菅首相 あらためてオバマ大統領に震災後初めてお会いをする中で、心からお礼を申し上げたいと思います。震災発生後、直後に電話をいただきまして、それ以来3度の電話をいただきました。また震災発生直後からロナルド・レーガン航空母艦を送っていただき、トモダチ作戦を展開していただきました。そして原子力事故に関しても、いろいろな専門的知識を持つ人材、そして機材を惜しみなく提供していただきました。この一連の米国の、大統領の行動を通して、本当に日米同盟というものの絆の深さを、私自身も深く感じましたし、日本国民全員が深く感じて心から感謝を申し上げたいと思います。
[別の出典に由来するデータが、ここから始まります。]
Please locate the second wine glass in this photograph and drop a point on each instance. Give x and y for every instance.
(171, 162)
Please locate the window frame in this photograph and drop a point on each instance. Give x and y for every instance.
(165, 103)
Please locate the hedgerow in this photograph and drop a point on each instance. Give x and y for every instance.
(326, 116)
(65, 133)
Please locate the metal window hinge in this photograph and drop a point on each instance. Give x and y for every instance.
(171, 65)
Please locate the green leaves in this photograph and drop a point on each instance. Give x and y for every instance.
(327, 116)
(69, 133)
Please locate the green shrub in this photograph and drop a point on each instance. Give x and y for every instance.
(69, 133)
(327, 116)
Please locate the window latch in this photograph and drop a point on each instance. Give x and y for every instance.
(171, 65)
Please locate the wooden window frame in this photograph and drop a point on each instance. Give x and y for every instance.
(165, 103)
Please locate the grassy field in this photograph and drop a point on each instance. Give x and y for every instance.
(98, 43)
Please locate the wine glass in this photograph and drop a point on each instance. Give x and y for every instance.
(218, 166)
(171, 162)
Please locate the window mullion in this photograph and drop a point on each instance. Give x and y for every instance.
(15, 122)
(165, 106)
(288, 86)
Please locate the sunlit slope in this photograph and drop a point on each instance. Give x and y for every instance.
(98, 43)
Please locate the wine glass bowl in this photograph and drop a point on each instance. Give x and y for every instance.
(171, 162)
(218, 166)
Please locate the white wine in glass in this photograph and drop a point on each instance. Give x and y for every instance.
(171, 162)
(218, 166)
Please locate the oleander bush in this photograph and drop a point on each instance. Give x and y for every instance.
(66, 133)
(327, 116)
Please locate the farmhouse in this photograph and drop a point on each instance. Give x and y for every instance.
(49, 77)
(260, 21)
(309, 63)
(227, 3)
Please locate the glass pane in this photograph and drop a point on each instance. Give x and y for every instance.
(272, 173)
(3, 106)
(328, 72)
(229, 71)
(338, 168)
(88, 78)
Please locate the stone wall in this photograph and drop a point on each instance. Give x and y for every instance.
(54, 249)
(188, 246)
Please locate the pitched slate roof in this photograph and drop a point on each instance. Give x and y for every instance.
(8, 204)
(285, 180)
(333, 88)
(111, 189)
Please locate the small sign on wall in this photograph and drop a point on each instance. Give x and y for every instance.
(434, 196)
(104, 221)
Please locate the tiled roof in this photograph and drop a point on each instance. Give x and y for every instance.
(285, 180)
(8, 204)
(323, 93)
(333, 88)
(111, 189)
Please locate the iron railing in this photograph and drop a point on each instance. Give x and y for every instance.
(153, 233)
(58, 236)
 こうしたご支援をいただいたからには、わが国は必ず復旧・復興して、世界の中でアメリカと共に世界のいろいろな活動に参加できる、そういう国としてより一層の力を高めてまいりたいと、またそのことができると確信しております。

 この大震災が始まる前からわが国は経済の再生、さらには財政の健全化、また社会保障の改革、そういった課題に取り組んでおりました。そしてこの震災で一時期そういうものが止まった時期もありましたけれども、今、震災の復興と同時に、そうした震災の前から取り組まなければならないと考えていた課題に果敢に再度取り組みをスタート――再スタートさせております。

 その中でわが国は「第3の開国」という表現で、かつての明治維新における開国、そして太平洋戦争後の開国、そして今回あらためて世界に対して経済の問題、貿易の問題で積極的につながりを深めていくと、そのことを言ってきたわけですけれども、いよいよ本格的にそれに取り組んでいきたいと考えております。

 貿易の自由化に関して、TPPについても、本来は6月までに交渉参加をするかどうかを決めるということで進めてまいりましたが、この震災で少し遅れていますけども、そう遅くならない時期にこの問題についても方針を早期に固めていきたい、こう思っております。

 また今、中東の問題、北アフリカの問題、さらにはイラン、シリア、そして先ほど触れられたアフガニスタンやパキスタン、そういった多くの課題があることを私たちも感じております。そういう分野についてわが国としてやれること、特に先ほど言っていただいたアフガニスタンに対するいろいろな開発支援、そしてパキスタンに対する開発支援など、協力できる分野では積極的に協力して共に進めていきたいと思っております。

 また東アジアの問題では、これはもちろんわが国自身の安全保障にも深く関わる問題でありますけれども、特に北朝鮮の核開発をいかにして止めるかということ、そしてまた拉致問題についてもアメリカの協力を得て解決し、この地域の非核化というものをぜひ実現するために日本としても全力をあげたいと思っています。

 いずれにしてもまずはこの震災からの復興によって日本経済の力を再び強くして、そして今申し上げたようなことに積極的に取り組めるよう、更なる努力をしていきたいと思っておりますので、これまでいただいたご支援に加えてこれからもぜひそうした面でのご協力を心からお願い申し上げます。